House GOP support also remains a big question mark. For starters, Rep. John McHugh of New York has since joined the Obama administration as secretary of the Army, and two other former Republican supporters -- Reps. Mike Castle of Delaware and Mark Kirk of Illinois -- have drawn conservative ire as they try to run for the open Senate seats once held by Obama and Vice President Joe Biden.
"God only knows what will be in it based on all I'm hearing," Castle said last week of the Senate climate negotiations. But he also left open some wiggle room to support the legislation if it makes it back to the House.
"The Senate may write a bill that's more conducive to a 'yes' vote than the House bill was," Castle said.
Several House Republicans said they do not doubt the Democrats' desire to pass the climate bill. "You wonder whether they can muster the votes here for any kind of cap and trade," Walden said. "But the Obama machine and the Pelosi army are not to be underestimated, even if it's the demise of more of their members, which I think it would be."

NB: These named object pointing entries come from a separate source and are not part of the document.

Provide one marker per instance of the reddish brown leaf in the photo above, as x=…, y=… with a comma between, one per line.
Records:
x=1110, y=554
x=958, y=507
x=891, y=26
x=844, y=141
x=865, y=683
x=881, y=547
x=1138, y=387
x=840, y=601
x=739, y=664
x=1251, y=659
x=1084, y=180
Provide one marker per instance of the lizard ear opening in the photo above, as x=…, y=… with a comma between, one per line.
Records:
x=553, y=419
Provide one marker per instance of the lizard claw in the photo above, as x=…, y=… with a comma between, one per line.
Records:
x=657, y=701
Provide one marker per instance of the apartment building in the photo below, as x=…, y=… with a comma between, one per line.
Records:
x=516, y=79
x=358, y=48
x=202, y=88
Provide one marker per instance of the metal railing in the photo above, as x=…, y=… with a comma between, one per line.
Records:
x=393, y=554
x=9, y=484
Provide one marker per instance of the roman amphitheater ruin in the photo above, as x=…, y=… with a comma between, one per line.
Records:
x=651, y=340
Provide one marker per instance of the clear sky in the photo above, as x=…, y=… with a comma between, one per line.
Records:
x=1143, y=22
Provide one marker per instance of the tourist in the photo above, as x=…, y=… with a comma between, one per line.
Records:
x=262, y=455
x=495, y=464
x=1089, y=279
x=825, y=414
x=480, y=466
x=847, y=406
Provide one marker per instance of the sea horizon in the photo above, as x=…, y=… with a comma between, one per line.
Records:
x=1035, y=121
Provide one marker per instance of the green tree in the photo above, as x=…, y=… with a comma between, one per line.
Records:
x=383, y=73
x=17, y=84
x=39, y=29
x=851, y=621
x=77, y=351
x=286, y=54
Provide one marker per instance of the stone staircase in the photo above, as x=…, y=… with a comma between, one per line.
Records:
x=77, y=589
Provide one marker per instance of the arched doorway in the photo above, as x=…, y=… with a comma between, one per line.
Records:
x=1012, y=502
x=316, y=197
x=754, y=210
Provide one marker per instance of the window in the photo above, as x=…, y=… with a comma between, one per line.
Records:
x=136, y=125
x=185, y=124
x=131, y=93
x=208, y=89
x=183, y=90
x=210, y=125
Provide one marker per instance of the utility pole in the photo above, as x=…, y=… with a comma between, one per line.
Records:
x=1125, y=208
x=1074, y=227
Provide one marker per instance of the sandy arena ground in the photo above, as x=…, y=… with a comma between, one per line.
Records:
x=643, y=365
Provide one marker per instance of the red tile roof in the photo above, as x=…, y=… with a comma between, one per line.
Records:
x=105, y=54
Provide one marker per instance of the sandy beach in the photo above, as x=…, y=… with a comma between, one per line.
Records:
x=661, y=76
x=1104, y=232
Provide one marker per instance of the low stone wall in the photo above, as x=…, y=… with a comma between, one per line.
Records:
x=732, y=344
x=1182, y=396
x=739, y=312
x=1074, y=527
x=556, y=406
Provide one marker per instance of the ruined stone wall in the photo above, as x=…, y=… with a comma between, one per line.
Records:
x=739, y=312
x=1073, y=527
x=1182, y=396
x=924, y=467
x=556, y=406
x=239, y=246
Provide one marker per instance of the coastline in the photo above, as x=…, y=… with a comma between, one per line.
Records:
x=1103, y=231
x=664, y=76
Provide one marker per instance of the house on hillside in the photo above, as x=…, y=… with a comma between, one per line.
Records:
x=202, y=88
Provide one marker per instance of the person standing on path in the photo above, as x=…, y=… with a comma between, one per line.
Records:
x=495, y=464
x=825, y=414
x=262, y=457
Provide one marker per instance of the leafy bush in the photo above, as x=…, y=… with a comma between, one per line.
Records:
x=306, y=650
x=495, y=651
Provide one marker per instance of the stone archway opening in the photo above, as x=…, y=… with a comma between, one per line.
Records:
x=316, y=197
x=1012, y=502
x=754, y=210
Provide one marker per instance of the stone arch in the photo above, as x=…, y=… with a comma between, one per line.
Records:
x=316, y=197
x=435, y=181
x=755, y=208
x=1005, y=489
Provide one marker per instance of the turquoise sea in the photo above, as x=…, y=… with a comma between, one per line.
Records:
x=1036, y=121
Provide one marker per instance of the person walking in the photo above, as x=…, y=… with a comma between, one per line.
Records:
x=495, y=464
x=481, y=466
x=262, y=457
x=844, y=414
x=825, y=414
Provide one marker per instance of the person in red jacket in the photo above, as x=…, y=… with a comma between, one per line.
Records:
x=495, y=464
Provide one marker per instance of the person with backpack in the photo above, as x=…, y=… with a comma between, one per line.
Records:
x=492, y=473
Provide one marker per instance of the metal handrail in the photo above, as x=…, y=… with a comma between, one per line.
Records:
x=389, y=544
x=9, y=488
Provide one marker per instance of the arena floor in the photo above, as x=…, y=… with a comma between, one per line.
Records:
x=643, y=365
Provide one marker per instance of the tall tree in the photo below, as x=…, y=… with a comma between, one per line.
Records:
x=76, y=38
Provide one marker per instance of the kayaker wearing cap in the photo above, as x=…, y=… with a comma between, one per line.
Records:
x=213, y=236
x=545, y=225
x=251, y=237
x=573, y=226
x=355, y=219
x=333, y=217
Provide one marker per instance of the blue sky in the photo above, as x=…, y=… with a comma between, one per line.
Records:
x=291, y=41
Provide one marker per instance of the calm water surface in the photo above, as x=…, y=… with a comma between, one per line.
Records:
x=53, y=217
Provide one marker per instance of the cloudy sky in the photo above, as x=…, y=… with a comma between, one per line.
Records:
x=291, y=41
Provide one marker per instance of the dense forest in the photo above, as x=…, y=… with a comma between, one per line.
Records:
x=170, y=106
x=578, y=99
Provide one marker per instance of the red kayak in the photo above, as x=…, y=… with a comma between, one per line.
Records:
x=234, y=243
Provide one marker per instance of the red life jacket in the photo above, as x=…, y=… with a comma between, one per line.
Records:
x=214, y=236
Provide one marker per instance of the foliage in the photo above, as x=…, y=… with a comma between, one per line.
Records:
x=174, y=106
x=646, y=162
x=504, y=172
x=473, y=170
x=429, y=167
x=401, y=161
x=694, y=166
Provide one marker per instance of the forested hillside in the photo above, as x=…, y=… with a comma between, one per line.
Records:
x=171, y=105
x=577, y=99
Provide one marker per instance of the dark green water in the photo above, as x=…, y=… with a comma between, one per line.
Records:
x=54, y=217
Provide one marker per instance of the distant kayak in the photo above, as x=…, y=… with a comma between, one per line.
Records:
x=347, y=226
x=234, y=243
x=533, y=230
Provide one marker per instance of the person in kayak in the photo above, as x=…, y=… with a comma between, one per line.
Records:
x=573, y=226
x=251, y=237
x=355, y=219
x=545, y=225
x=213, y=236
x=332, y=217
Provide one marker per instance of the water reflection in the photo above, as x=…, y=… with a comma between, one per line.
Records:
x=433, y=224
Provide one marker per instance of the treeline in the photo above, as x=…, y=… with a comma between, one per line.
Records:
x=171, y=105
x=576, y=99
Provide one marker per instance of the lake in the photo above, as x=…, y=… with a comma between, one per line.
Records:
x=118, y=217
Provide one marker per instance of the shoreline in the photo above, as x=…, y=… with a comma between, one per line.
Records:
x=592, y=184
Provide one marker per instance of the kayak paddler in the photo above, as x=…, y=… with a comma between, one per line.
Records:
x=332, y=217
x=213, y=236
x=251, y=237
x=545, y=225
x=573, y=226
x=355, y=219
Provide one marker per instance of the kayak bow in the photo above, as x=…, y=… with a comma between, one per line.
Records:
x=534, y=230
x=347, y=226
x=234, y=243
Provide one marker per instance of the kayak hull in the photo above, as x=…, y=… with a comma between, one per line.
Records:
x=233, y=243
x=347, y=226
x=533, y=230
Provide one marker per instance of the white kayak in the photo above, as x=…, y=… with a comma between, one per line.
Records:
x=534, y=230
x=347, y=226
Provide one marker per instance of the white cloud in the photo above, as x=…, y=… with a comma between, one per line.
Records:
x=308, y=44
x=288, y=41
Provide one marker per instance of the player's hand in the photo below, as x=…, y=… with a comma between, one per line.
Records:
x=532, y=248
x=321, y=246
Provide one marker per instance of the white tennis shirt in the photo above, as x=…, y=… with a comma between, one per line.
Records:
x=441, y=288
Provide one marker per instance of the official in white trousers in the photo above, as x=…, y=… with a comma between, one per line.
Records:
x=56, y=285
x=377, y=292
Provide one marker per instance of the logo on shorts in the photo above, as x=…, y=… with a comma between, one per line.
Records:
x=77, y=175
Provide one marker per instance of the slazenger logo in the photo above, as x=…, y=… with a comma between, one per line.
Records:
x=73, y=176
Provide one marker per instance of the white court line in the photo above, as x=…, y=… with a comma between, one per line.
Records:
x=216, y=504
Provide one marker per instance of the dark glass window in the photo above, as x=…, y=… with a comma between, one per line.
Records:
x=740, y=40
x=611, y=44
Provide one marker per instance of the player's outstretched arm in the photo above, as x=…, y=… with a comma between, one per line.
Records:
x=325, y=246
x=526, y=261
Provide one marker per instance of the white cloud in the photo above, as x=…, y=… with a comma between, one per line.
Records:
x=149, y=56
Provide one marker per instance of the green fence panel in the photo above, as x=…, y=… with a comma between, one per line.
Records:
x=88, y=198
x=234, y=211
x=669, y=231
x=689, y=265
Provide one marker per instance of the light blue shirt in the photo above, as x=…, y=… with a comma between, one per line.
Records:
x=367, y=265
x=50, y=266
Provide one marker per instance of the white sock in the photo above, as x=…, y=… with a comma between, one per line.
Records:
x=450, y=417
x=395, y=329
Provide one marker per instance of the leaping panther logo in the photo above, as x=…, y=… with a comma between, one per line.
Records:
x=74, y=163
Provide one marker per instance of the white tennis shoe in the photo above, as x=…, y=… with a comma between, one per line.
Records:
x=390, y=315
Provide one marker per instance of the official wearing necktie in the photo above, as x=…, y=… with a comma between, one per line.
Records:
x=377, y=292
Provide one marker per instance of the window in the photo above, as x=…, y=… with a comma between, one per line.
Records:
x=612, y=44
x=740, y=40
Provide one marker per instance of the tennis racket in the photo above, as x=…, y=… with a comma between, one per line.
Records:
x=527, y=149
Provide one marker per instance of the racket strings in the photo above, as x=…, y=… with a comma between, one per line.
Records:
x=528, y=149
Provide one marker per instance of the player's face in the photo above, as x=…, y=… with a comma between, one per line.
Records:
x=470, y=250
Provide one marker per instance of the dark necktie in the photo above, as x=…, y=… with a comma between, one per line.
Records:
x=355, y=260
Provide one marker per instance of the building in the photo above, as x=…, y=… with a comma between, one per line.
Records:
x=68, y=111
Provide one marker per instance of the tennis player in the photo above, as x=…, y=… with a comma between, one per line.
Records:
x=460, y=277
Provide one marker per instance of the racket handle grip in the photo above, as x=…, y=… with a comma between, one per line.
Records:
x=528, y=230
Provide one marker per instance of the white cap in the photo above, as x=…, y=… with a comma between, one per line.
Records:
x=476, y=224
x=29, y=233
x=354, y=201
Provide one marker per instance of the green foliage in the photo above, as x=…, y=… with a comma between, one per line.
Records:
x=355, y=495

"If the Democrats want to drive another nail in their coffin, I guess they could pass a job-killing climate change bill," said Rep. Joe Barton (R-Texas), a skeptic on global warming science who serves as the ranking member of the House Energy and Commerce Committee.
Rep. John Larson of Connecticut, the chairman of the Democratic Caucus Committee, described last spring's House climate vote as akin to "herding cats." He said last week he does not expect anything to change -- assuming there is a next time.
"It all depends on the energy components in the bill," Larson said. "To the extent there's bipartisan agreement and that remains to be seen, hope springs eternal. It'll be a heavy lift, but I don't think there's too many bills that haven't been a heavy lift."